Brit - I don't know why but all I could think of when I read this were those horrible light bars, that those of us of a certain age may remember from our youths -- our parents would haul them out to shoot home movies.:new_shocked: We all looked like we had ferret eyes because we were blinded by them,:w00t: but that's what it took to make it light enough.:angry: DON'T try that with darling Cosy. :HistericalSmiley::HistericalSmiley: I think Cosy's personality and looks would shine through in the dark. :wub:


----------



## dex'smom (Jan 11, 2009)

so gorgeous,,, nothing like a cosy pic to make me smile


----------



## Johita (Jul 10, 2009)

LOL, finally something in common with Cosy - we both have clothes we forget we have and almost have them tossed out!! Cosy, love you in that polka dot dress - can never go wrong with polka dots - they're totally fun


----------



## Cosy (Feb 9, 2006)

Johita said:


> LOL, finally something in common with Cosy - we both have clothes we forget we have and almost have them tossed out!! Cosy, love you in that polka dot dress - can never go wrong with polka dots - they're totally fun


Oh, good!

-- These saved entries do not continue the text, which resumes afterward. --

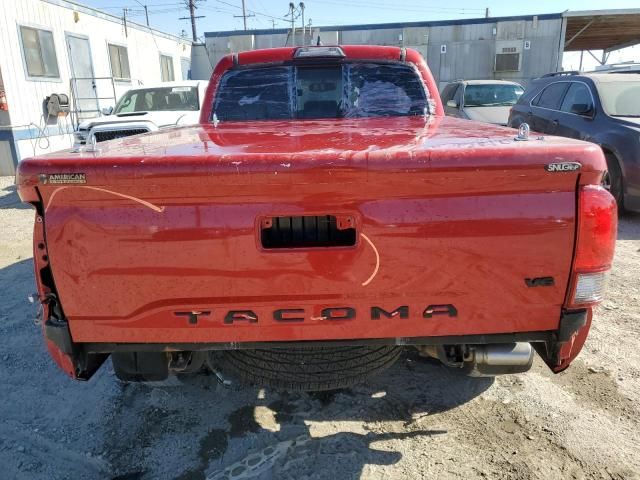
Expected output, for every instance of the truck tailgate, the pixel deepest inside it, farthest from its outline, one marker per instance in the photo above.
(453, 233)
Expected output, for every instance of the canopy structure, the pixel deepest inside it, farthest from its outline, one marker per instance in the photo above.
(606, 30)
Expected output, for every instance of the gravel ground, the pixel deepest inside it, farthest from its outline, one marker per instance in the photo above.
(417, 420)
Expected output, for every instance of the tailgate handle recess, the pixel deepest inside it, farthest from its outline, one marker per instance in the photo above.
(309, 231)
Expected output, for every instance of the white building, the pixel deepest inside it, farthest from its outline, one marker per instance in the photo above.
(62, 47)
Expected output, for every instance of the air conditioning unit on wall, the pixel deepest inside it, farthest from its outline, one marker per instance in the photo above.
(508, 56)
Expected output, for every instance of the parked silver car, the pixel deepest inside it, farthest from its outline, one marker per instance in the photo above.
(482, 100)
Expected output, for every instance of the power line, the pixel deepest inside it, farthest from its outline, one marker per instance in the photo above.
(244, 15)
(191, 5)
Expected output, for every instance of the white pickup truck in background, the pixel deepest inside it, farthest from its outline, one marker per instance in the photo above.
(145, 109)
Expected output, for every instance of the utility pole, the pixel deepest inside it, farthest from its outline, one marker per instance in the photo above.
(192, 14)
(244, 15)
(191, 4)
(292, 10)
(146, 11)
(301, 6)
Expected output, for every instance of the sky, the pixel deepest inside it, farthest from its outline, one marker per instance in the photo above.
(225, 14)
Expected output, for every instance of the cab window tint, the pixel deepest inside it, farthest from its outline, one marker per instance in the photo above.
(578, 99)
(339, 91)
(552, 96)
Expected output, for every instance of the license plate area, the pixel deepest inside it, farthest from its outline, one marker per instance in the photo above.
(309, 231)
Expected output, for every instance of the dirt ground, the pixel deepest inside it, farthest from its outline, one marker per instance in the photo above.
(417, 420)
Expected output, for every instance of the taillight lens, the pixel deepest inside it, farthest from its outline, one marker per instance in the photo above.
(597, 231)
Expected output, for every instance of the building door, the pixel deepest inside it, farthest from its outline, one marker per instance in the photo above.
(83, 84)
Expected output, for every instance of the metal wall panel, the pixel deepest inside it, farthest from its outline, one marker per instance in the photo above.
(470, 47)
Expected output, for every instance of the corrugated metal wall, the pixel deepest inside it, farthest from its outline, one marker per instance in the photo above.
(469, 49)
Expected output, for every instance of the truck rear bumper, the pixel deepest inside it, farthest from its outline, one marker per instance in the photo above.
(556, 347)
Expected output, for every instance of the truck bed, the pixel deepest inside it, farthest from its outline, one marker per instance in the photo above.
(450, 220)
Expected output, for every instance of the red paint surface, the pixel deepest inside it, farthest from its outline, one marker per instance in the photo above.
(458, 211)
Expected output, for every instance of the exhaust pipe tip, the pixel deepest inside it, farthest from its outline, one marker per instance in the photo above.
(499, 359)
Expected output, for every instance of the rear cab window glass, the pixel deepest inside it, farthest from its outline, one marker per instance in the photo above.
(552, 96)
(159, 99)
(447, 93)
(578, 99)
(333, 91)
(492, 95)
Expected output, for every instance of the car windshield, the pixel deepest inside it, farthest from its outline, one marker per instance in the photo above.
(491, 95)
(620, 99)
(165, 99)
(329, 91)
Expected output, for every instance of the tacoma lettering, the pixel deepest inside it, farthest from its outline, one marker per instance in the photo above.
(286, 315)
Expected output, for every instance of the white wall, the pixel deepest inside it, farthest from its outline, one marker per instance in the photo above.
(25, 96)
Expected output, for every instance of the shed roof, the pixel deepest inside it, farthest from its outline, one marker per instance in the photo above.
(601, 29)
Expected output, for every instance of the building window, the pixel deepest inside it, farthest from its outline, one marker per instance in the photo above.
(119, 63)
(39, 53)
(507, 62)
(166, 68)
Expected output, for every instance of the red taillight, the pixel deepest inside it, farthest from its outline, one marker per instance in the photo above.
(596, 241)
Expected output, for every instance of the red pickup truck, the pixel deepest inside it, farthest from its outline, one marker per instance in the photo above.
(323, 215)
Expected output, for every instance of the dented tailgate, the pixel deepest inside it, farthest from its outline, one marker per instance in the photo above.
(449, 232)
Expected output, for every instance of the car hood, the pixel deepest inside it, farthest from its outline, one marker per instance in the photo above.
(159, 119)
(497, 115)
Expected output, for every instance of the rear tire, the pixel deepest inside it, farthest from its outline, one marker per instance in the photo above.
(310, 368)
(612, 180)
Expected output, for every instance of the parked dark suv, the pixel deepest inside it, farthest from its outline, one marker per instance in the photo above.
(602, 108)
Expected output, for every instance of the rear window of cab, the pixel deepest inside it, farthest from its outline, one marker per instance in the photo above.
(346, 90)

That makes me feel so much better....sorta :HistericalSmiley: I think it's a sign of too many clothes :innocent: and cob webs in the memory bank. :HistericalSmiley:


----------



## Cosy (Feb 9, 2006)

Snowbody said:


> Brit - I don't know why but all I could think of when I read this were those horrible light bars, that those of us of a certain age may remember from our youths -- our parents would haul them out to shoot home movies.:new_shocked: We all looked like we had ferret eyes because we were blinded by them,:w00t: but that's what it took to make it light enough.:angry: DON'T try that with darling Cosy. :HistericalSmiley::HistericalSmiley: I think Cosy's personality and looks would shine through in the dark. :wub:


Ahahaha! Why I have no idea what you are talking about. :innocent::smrofl::biggrin:


----------



## lovesophie (Jan 28, 2008)

(((SIGH)))

Does she have to be so cute???? :wub::wub::wub: Love that girl and her snooty expression!


----------



## mom2bijou (Oct 19, 2006)

Polka dots never go out of style! And Miss Cosy...you wear your dots so well. Adorable!!!


----------



## mysugarbears (Aug 13, 2007)

Cosy looks adorable in dots and i love her snooty expression!:wub:


----------



## tonicoombs (Jul 21, 2010)

Oh my gosh! Oh my gosh! I want to kiss her little face off. She's such a sweet lil' diva!


----------